Затем он отер украденным платком лицо, позвал номерного... и заплакал!!
Это были до такой степени настоящие слезы, что мне сделалось жутко. Видя, как они текут по его лоснящимся щекам, я чувствовал, что умираю все больше и больше. Казалось, я погружаюсь в какую-то бездонную тьму, в которой не может быть речи ни об улике, ни об отмщении. Здесь не было достаточной устойчивости даже для того, чтобы задержать след какого бы то ни было действия. Забвение - и далее ничего...
Но я ошибался. Мой мститель или, лучше сказать, мститель моих законных наследников был налицо.
То был номерной Гаврило. Очевидно, он наблюдал в какую-нибудь щель и имел настолько верное понятие насчет ценности Прокоповых слез, что, когда Прокоп, всхлипывая и указывая на мое бездыханное тело, сказал: "Вот, брат Гаврилушко (прежде он никогда не называл его иначе, как Гаврюшкой), единственный друг был на земле - и тот помер!" - то Гаврило до такой степени иронически взглянул на него, что Прокоп сразу все понял.

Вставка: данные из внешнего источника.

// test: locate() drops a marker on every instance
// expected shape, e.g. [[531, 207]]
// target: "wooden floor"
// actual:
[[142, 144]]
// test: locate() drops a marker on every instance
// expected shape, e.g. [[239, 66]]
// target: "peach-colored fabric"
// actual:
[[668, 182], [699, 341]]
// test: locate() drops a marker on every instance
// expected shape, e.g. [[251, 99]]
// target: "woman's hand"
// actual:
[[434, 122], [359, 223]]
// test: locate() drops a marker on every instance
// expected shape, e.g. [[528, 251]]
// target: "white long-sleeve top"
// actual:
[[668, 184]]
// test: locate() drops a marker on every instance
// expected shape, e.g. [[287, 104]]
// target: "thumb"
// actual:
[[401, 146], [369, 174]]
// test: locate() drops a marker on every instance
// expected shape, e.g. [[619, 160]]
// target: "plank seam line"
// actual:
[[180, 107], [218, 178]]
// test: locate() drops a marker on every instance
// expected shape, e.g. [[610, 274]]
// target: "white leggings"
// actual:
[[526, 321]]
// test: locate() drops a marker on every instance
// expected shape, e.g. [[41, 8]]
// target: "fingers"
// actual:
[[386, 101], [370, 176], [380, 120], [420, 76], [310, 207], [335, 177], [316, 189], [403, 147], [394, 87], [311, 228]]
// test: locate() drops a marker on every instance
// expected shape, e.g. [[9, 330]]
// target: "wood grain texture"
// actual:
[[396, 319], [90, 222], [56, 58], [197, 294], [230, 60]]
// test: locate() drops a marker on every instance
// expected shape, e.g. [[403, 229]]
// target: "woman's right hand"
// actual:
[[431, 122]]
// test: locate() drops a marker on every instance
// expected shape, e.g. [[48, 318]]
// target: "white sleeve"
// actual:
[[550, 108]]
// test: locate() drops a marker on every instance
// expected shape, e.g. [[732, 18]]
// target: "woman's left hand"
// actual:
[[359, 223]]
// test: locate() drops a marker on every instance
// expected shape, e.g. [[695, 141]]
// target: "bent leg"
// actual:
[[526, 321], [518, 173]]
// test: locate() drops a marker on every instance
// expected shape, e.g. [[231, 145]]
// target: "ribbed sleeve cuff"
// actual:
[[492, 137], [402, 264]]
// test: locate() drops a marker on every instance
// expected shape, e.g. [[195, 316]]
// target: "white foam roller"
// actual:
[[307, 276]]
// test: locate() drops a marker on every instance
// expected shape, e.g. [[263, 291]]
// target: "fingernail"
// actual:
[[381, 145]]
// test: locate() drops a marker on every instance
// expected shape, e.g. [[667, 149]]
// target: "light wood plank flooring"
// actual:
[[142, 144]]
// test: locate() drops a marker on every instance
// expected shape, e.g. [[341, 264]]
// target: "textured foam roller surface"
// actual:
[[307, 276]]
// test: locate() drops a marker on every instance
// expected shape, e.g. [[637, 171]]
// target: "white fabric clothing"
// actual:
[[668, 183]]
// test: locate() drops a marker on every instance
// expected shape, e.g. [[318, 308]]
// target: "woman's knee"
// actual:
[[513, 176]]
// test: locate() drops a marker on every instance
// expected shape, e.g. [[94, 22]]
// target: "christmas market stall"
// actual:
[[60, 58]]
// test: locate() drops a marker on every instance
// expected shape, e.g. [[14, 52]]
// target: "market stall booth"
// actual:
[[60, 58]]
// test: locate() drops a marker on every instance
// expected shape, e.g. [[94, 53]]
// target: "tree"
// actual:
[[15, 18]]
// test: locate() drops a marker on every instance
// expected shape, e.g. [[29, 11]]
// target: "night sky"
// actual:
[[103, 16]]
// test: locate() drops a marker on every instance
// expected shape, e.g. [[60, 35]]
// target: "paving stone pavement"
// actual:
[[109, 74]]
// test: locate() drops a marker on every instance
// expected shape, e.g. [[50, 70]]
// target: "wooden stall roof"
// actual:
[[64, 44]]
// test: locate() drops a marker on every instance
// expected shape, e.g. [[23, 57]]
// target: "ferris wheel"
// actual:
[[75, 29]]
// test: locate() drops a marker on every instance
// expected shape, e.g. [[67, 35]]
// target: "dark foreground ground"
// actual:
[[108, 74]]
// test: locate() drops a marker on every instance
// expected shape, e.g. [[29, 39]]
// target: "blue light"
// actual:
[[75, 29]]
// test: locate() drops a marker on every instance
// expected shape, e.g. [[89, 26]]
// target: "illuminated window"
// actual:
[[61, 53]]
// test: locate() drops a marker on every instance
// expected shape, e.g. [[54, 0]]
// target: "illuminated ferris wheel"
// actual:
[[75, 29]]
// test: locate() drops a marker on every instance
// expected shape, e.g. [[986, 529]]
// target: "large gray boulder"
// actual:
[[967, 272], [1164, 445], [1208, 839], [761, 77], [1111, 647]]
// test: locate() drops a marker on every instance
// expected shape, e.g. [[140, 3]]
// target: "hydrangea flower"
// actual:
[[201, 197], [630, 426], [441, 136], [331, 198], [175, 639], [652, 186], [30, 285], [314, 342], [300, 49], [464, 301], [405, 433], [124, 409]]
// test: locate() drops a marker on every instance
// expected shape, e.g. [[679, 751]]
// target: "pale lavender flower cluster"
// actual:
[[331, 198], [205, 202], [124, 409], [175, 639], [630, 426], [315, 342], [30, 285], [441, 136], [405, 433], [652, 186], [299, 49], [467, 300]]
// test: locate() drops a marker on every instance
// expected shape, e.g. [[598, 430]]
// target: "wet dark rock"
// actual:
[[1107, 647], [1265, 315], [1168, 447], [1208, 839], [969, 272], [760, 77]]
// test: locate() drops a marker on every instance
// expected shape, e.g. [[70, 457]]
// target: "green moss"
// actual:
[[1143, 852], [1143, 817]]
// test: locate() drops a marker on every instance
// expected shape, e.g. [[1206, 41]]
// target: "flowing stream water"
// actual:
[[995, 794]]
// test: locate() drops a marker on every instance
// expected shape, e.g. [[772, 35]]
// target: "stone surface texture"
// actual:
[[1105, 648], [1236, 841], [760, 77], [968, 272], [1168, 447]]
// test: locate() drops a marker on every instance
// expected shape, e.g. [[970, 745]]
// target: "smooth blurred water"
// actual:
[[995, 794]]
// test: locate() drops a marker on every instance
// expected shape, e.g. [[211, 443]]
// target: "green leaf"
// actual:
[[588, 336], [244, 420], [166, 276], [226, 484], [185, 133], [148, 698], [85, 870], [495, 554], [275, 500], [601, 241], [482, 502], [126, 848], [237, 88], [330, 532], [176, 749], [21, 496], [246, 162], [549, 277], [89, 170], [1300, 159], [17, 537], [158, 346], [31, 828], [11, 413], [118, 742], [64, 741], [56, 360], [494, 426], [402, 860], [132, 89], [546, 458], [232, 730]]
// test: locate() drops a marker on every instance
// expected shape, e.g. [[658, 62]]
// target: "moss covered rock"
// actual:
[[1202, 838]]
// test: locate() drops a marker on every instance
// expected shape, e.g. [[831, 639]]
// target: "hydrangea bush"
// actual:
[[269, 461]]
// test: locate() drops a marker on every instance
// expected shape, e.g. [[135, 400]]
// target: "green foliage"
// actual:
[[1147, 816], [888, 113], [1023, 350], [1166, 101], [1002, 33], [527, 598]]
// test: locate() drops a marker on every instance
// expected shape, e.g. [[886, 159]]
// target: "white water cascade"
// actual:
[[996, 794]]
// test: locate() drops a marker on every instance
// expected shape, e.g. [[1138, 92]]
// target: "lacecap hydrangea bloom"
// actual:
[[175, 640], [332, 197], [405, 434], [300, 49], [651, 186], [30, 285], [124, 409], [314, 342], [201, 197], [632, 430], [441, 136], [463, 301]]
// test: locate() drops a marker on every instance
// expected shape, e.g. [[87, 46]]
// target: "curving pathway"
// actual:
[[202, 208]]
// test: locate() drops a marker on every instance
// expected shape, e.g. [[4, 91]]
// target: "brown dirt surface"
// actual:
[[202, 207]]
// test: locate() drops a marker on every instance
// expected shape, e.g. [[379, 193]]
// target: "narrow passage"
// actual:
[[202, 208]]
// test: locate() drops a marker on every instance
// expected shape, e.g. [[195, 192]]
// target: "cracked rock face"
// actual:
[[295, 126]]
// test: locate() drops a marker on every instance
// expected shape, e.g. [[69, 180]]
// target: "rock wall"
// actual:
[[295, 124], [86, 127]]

Тогда произошел между ними разговор, который неизгладимо напечатлелся в бессмертной душе моей.
- Видел?
- Смотрел-с.
- Однако, брат, ты шельма!
- По нашей части, сударь, без того нельзя-с.
- Вот тебе три серебра!
Прокоп протянул зеленую кредитку; но Гаврило стоял с заложенными за спину руками и не прикасался к подачке.
- Что ж не берешь?
- Как возможно-с!
- Рожна, что ли, тебе нужно? Ну, сказывай!
- А вот как-с. Тысячу рублей деньгами, да из платья, да из белья - это чтобы сейчас. А впоследствии, по смерть мою, чтобы кормить-поить, жалованья десять рублей в месяц... вина ведро-с.
- Да ты очумел?
- Это как вам угодно-с. Угодно - сейчас можно людей скричать-с!
- Стой! мы вот как сделаем. Денег тебе сейчас - сто рублей...
- Никак невозможно-с.
- Да ты слушай! Денег сейчас тебе сто... ну, двести рублей. Да слушай же, братец, не торопись. Денег сейчас тебе... ну, триста рублей. Потом увезу я тебя к себе в деревню и сделаю над всеми моими имениями вроде как обер-мажордомом... понимаешь?
- А какое будет в деревне положение?
- Жалованья - пятнадцать рублей в месяц. Одежда, пища, вино - это само собой.
Гаврило, однако ж, мялся.
- Сумнительно, сударь, - наконец произнес он, - как бы после обиды от вас не было. Многие вот так-то обещают, а после, гляди, свидетелев-то на тот свет угодить норовят.
Но я уже видел, что колебания Гаврилы не могут быть продолжительны. Действительно, Прокоп набавил всего полтину в месяц - и торг был заключен. Тут же Прокоп вынул из кармана триста рублей, затем вытащил из чемодана две рубашки, все носовые платки, новый сюртук (я только что сделал его у Тедески) и вручил добычу Гаврюшке.
Никогда я так ясно не ощущал, что душа моя бессмертна, и в то же время никогда с такою определенностью не сознавал, до какой степени может быть беспомощною, бессильною моя бессмертная душа!
Я мог реять в эмпиреях, мог с быстротой молнии перелетать через громаднейшие пространства, мот все видеть, все слышать, мог страдать и негодовать, но не мог одного: не мог воспрепятствовать грабежу моих наследственных и благоприобретенных капиталов.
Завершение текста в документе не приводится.